Re: Create a new ACTIVITY_FETCH from a transformation

Posted by Gustavo Beneitez <gu...@gmail.com>.

Hi Karl,

I made a quick picture of what I really need (attached)

 Certain URLs coming from repository could be split into two: URL1 and
URL2.

Normal flow acts as only one is present, URL, but writing a new transform I
could realise also that there is another one: URL2.
My complain now is: "well, I have URL2 , how can then inject it to the flow
in order to become a new URL from the repository (and then fetched,
processed and ingested like others do)?".

Thanks.



El jue., 26 jul. 2018 a las 0:35, Karl Wright (<da...@gmail.com>)
escribió:

> The crawled URL is transmitted as part of the RepositoryDocument object to
> the output connector.  If this is going to Solr, it's used as the
> document's ID.  You can therefore customize Solr (or ElasticSearch) to
> extract the data you need at the indexing end.
>
> If this doesn't make any sense to you, then please be more specific about
> what the disposition of each crawled document is.
>
> Thanks,
> Karl
>
>
> On Wed, Jul 25, 2018 at 5:57 PM Gustavo Beneitez <
> gustavo.beneitez@gmail.com>
> wrote:
>
> > Hi all,
> >
> > I need to extract and analyse crawled urls because they may contain
> certain
> > parameters such as "?redirectURL=" that could point to new Documents to
> be
> > fetched and indexed.
> >
> > First I was trying to create a subclass that extends
> >
> > public class RedirectExtractor extends
> > org.apache.manifoldcf.agents.transformation.BaseTransformationConnector
> >
> > and add a "RedirectExtractor" transformation step to the fetch process in
> > ManifoldCF, but it only allows me to modify current Document, not to
> create
> > a new FETCH from the extracted parameter.
> >
> > I was investigating manifoldCF source code and I found something that may
> > be in hand
> >
> > activities.recordActivity(null,ACTIVITY_FETCH,
> >                 null,urlValue,Integer.toString(-2),"Robots
> > exclusion",null);
> >
> > from the IProcessActivity interface, which is used by the Connectors. I
> > didn't want to create a new connector since it is a bit complex but, do
> you
> > see an alternative or this is the only way?
> >
> > Thanks in advance.
> >
>

Re: Create a new ACTIVITY_FETCH from a transformation

Posted by Karl Wright <da...@gmail.com>.

The crawled URL is transmitted as part of the RepositoryDocument object to
the output connector.  If this is going to Solr, it's used as the
document's ID.  You can therefore customize Solr (or ElasticSearch) to
extract the data you need at the indexing end.

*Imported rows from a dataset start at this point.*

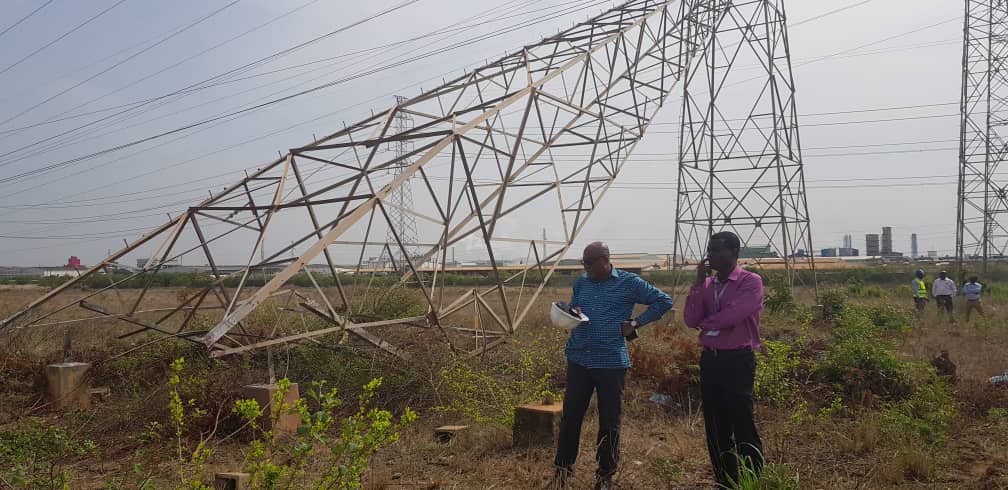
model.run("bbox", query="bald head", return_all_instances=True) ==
[582,242,612,281]
[584,241,610,258]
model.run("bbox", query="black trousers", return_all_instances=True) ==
[554,361,626,478]
[700,348,763,487]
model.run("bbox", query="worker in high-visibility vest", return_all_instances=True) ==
[912,269,929,312]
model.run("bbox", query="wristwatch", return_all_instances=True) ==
[626,319,640,340]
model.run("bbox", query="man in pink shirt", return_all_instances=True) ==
[683,231,764,487]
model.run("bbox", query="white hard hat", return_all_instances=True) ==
[550,302,588,329]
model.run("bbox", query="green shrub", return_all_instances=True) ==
[435,344,555,425]
[763,275,796,314]
[0,418,97,489]
[754,340,801,403]
[819,290,845,321]
[817,305,913,399]
[234,378,416,489]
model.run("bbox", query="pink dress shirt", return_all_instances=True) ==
[683,266,764,350]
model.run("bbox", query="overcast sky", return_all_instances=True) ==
[0,0,964,266]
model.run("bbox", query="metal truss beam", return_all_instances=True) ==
[2,0,732,358]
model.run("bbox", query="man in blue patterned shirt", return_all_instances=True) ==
[549,242,673,490]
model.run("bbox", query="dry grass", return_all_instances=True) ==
[1,282,1008,489]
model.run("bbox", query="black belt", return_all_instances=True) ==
[703,346,752,355]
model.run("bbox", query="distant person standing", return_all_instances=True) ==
[912,269,928,312]
[932,270,957,320]
[683,231,764,487]
[961,276,984,321]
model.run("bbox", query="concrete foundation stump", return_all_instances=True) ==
[214,472,250,490]
[45,362,91,411]
[241,383,301,435]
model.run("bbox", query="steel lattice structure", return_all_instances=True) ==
[0,0,796,358]
[673,0,814,287]
[384,95,421,272]
[958,0,1008,271]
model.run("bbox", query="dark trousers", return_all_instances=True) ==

If this doesn't make any sense to you, then please be more specific about
what the disposition of each crawled document is.

Thanks,
Karl

On Wed, Jul 25, 2018 at 5:57 PM Gustavo Beneitez <gu...@gmail.com>
wrote:

> Hi all,
>
> I need to extract and analyse crawled urls because they may contain certain
> parameters such as "?redirectURL=" that could point to new Documents to be
> fetched and indexed.
>
> First I was trying to create a subclass that extends
>
> public class RedirectExtractor extends
> org.apache.manifoldcf.agents.transformation.BaseTransformationConnector
>
> and add a "RedirectExtractor" transformation step to the fetch process in
> ManifoldCF, but it only allows me to modify current Document, not to create
> a new FETCH from the extracted parameter.
>
> I was investigating manifoldCF source code and I found something that may
> be in hand
>
> activities.recordActivity(null,ACTIVITY_FETCH,
>                 null,urlValue,Integer.toString(-2),"Robots
> exclusion",null);
>
> from the IProcessActivity interface, which is used by the Connectors. I
> didn't want to create a new connector since it is a bit complex but, do you
> see an alternative or this is the only way?
>
> Thanks in advance.
>